Síndrome de Stendhal: ¿mito o realidad?

¿Te has preguntado alguna vez por qué a veces nos sobrecogemos tanto, se nos pone la piel de gallina o incluso se nos llega a escapar alguna lagrimilla ante una fuerte emoción como puede ser, por ejemplo, contemplar una obra de teatro de fuerte impacto visual, andar por un gran museo o caminar por una bella ciudad? 

Pues estos síntomas, que no son para nada poco habituales y están dentro de lo considerado “normal”, en ciertas personas particularmente sensibles pueden llegar a extremos que suelen llegar a afectar su estado de salud de manera puntual, en estos casos, generalmente, estaríamos en presencia del llamado Síndrome de Stendhal.

¿Qué es el síndrome de Stendhal?


En el año 1817, un conocido escritor francés llamado Henri-Marie Beyle, cuyo pseudónimo era Stendhal, viajaba por Italia recogiendo información para su próximo libro. Durante su escala en la ciudad de Florencia, la cuna del Renacimiento y sin dudas una de las ciudades más extraordinarias del Viejo Mundo, se interesó por visitar una gran cantidad de museos, iglesias, admirar las innumerables esculturas, fachadas, cúpulas, frescos y demás maravillas del arte que abundan por toda la ciudad.

Extasiado ante tanta belleza, su corazón se aceleró, sudores fríos comenzaron a correr por su cuerpo y una repentina sensación de angustia acompañada de vértigos lo obligó a sentarse de manera inmediata. Acababa de vivir lo que posteriormente se conocería mundialmente como “Síndrome del viajero”, "Síndrome de Stendhal” e incluso como“Síndrome de Florencia”.

¿Todos podríamos padecer el Síndrome de Stendhal?


En principio cualquiera de nosotros podríamos experimentar algunos de los síntomas más intensos de este síndrome en algún momento, si bien es muy inusual que ocurra y generalmente se asocia a turistas de especial sensibilidad que viajan específicamente a visitar obras de arte de determinados autores y lugares muy admirados por ellos y que tienen por alguna razón un gran significado emocional.

En estos casos se han dado casos donde han aparecido los trastornos físicos que sufrió el escritor francés, pero también algunos males psíquicos de algo más de gravedad como alucinaciones, sentimientos depresivos o euforia, perturbaciones en la percepción, ataques de ansiedad, etc.
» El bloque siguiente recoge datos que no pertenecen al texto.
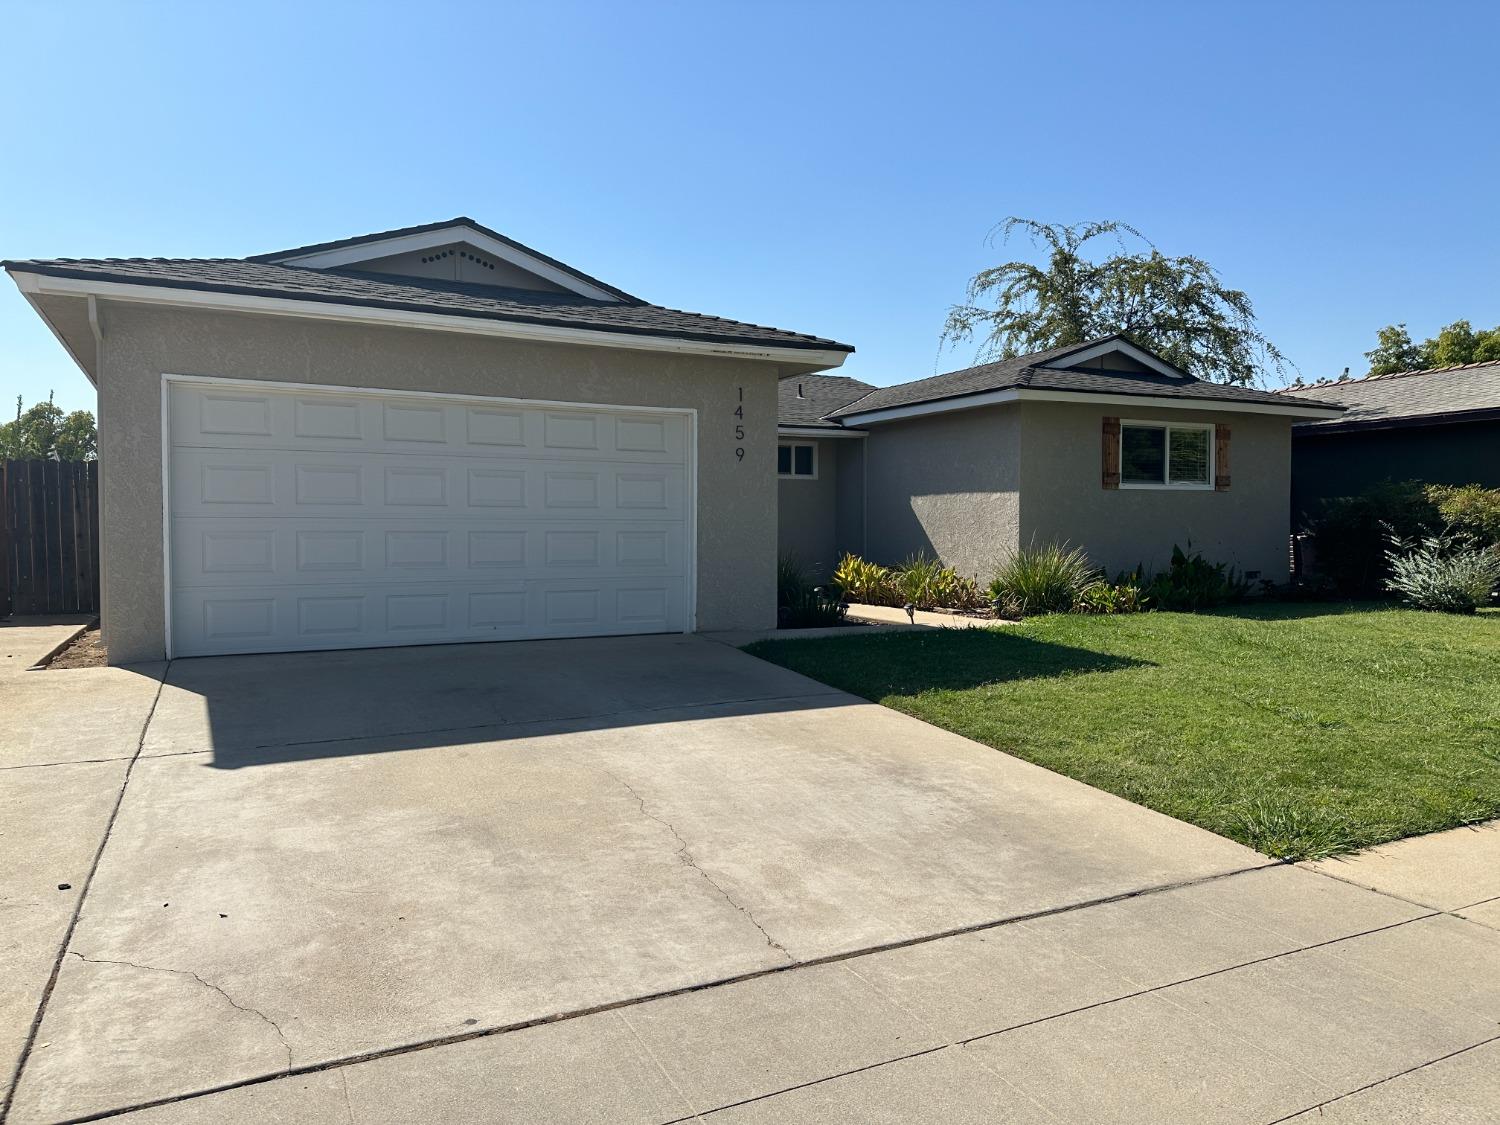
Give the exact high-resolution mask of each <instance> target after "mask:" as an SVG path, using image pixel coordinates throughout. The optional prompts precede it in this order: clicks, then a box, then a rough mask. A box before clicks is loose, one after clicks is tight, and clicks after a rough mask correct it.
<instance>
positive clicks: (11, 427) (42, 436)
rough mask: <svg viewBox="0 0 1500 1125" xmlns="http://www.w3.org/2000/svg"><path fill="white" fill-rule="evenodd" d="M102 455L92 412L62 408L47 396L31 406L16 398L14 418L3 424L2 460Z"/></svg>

¿Enfermedad misteriosa o mito?


Aunque este síndrome está reconocido por gran parte de los psicólogos, como casi todo, no está exento de polémicas. Ante la multiplicación de los casos en los últimos años debido al aumento del turismo y la popularización de arte, sobre todo en los hospitales de Florencia, algunos han llegado a plantear dudas sobre su existencia. Alegan que el conocimiento y popularización de la existencia del Síndrome de Florencia puede crear una especie de sugestión en los visitantes de la ciudad, que inconscientemente los llevaría a sentir los diferentes síntomas.

También se ha hablado de una divulgación exagerada del síndrome sobre todo desde Florencia con fines comerciales, alegando que la belleza la ciudad es tal que puede provocar emociones extremas ante ella, atrayendo con ellos más turistas a la misma.

Independientemente de todo lo anterior, es indiscutible que el arte en todo su esplendor puede despertar emociones intensas que pueden provocarnos diferentes reacciones según nuestra sensibilidad y nuestro modo de apreciar el mundo que nos rodea.

¿Consideras que alguna vez has experimentado alguno de los síntomas del Síndrome de Stendhal? ¿Qué otras enfermedades misteriosas conoces?